I've got a mortgage in the UK with a 5 year fixed rate of 1.69% that expires in Dec 2025 and started in May 2021. I've decided to pay it as soon as possible and I'm trying to figure out what's the most efficient way to do that. Every year I'm allowed to overpay 10% of the outstanding balance with the fees for overpaying on top of the 10% being 5% in the first year, 4% in the second, etc. Given that, I'll definitely be able to save more than 10% of the outstanding balance every year, should I overpay all my savings immediately and pay the penalties or should I put my savings over 10% in a savings account and pay them after the 5year product expires?

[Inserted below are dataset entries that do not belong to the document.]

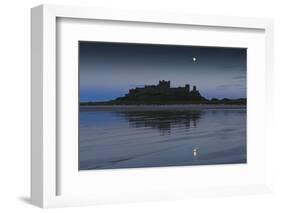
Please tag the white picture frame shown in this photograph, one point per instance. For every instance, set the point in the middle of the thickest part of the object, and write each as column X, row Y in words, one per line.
column 44, row 149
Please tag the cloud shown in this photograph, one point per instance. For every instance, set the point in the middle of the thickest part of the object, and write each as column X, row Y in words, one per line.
column 228, row 86
column 239, row 77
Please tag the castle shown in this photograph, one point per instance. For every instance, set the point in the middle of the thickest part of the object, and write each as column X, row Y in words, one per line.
column 164, row 88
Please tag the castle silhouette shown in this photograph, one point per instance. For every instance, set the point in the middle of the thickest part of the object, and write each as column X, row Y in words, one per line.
column 162, row 93
column 164, row 87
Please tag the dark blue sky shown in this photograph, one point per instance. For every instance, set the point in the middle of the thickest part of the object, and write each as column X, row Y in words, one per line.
column 108, row 70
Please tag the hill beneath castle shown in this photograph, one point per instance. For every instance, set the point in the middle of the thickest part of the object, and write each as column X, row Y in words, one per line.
column 164, row 94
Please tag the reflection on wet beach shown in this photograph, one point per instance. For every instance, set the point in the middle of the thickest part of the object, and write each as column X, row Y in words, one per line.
column 164, row 121
column 134, row 138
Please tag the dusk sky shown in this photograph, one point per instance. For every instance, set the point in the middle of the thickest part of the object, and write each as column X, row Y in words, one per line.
column 108, row 70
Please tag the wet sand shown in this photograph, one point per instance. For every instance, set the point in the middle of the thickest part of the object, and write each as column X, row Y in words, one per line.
column 160, row 107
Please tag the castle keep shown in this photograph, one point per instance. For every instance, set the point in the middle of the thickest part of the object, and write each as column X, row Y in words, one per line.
column 164, row 88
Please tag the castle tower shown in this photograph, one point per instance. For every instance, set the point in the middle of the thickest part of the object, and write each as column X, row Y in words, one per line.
column 164, row 84
column 187, row 88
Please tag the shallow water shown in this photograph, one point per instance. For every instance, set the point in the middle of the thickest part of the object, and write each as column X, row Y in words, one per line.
column 115, row 138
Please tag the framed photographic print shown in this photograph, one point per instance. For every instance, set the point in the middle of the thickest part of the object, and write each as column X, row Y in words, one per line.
column 130, row 106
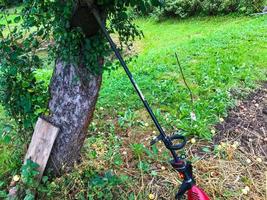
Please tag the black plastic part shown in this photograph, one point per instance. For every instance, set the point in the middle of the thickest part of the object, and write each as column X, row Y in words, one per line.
column 184, row 168
column 179, row 145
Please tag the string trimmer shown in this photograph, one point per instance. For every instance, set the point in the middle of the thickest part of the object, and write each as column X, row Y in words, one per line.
column 173, row 143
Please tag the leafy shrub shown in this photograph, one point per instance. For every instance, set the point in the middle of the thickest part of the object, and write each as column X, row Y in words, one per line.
column 186, row 8
column 9, row 2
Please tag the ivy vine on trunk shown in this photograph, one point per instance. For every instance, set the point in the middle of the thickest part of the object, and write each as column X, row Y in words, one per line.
column 78, row 48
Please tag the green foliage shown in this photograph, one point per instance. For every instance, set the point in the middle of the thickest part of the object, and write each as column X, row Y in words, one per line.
column 186, row 8
column 29, row 171
column 102, row 187
column 9, row 2
column 21, row 94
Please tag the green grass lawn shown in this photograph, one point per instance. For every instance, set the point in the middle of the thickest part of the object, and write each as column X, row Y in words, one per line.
column 223, row 59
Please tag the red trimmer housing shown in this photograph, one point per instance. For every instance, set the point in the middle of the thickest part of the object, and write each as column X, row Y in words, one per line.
column 188, row 185
column 196, row 193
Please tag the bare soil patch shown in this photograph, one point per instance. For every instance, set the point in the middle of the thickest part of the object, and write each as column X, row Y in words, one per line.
column 247, row 124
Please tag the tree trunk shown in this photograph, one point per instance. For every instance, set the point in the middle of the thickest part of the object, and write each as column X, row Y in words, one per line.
column 74, row 91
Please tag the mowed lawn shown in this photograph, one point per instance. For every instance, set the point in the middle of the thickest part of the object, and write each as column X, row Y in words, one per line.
column 222, row 58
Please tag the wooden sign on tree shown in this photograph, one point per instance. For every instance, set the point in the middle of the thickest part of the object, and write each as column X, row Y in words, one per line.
column 41, row 144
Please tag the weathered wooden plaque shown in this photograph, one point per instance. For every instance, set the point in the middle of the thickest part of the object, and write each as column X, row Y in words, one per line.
column 41, row 144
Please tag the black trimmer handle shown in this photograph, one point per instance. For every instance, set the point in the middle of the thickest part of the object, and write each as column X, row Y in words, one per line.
column 177, row 145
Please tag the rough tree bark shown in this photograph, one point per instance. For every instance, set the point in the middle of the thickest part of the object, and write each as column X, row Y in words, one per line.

Just doing the math, if I overpay at the start of the 2nd year, I'd be saving around 4 years of interest 1.69^4=8.15, so in theory I should save 8.15%-4%=4.15% on the extra money I overpay. Following this logic however, it seems less worth overpaying extra after that (3rd year is 1.69^3-3=1.8%, 4th year - 1.69^2-2=1.38% and 5th year - 1.69-1=0.69%) since I might be able to find a savings account/invest in a low risk index fund and get a better return. Is that a correct assumption?
Also, every time I overpay, my monthly payment is reduced, so that the original term doesn't change. With that in mind, should I overpay regularly, e.g monthly, or save and pay in a lump sum at the end of each year? I can't figure out which would reduce the outstanding balance faster.